Closeted Labour: Carceral Asylum and LGBTQ+ Refugee Labour
Speaker: Dr. Elif Sari
Department of Anthropology, UBC | Queer and Trans Anti-Fascism Research Cluster, UBC | Queer and Trans Salon, UBC
Abstract:
Drawing on the labour experiences of Iranian LGBTQ+ refugees in Turkey who await resettlement to the Global North, this talk introduces the concept of closeted labour to theorize how the carceral asylum regime confines refugees within coerced, contained, and concealed labour relations. Although recognized as a “vulnerable” group eligible for expedited resettlement, Iranian LGBTQ+ refugees remain stranded in Turkey for years—sometimes over a decade—due to resettlement countries’ border closures and anti-immigration policies. During this prolonged wait, resettlement countries routinely neglect refugees’ essential needs, abandoning them to survive on their own, while Turkey’s asylum and labour laws simultaneously criminalize and constrain their means of survival. Extending the concept of “closet” beyond gender and sexuality to include labour, the talk argues that the asylum regime governs LGBTQ+ refugee labour through three interrelated carceral logics of the closet: coercion, containment, and concealment.

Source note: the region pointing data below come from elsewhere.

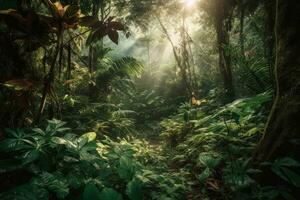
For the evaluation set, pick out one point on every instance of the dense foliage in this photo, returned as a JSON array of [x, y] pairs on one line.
[[138, 100]]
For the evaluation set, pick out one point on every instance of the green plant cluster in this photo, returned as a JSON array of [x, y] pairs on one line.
[[62, 165]]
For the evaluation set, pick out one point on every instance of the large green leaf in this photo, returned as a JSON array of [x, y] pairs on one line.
[[110, 194], [91, 192], [135, 189]]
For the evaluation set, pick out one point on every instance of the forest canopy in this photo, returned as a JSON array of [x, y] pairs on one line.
[[149, 99]]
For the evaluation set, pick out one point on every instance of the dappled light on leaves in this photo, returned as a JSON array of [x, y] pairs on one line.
[[149, 100]]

It systematically coerces refugees into exploitative and injurious labour conditions, contains their labour through spatial confinement and economic incapacitation, and forces them to conceal both their non-normative genders and sexualities due to homo/transphobia and their informal labour through deportability. Yet, refugees continually devise strategies to navigate, subvert, and refuse these multiple forms of closetedness and survive within and against carceral asylum.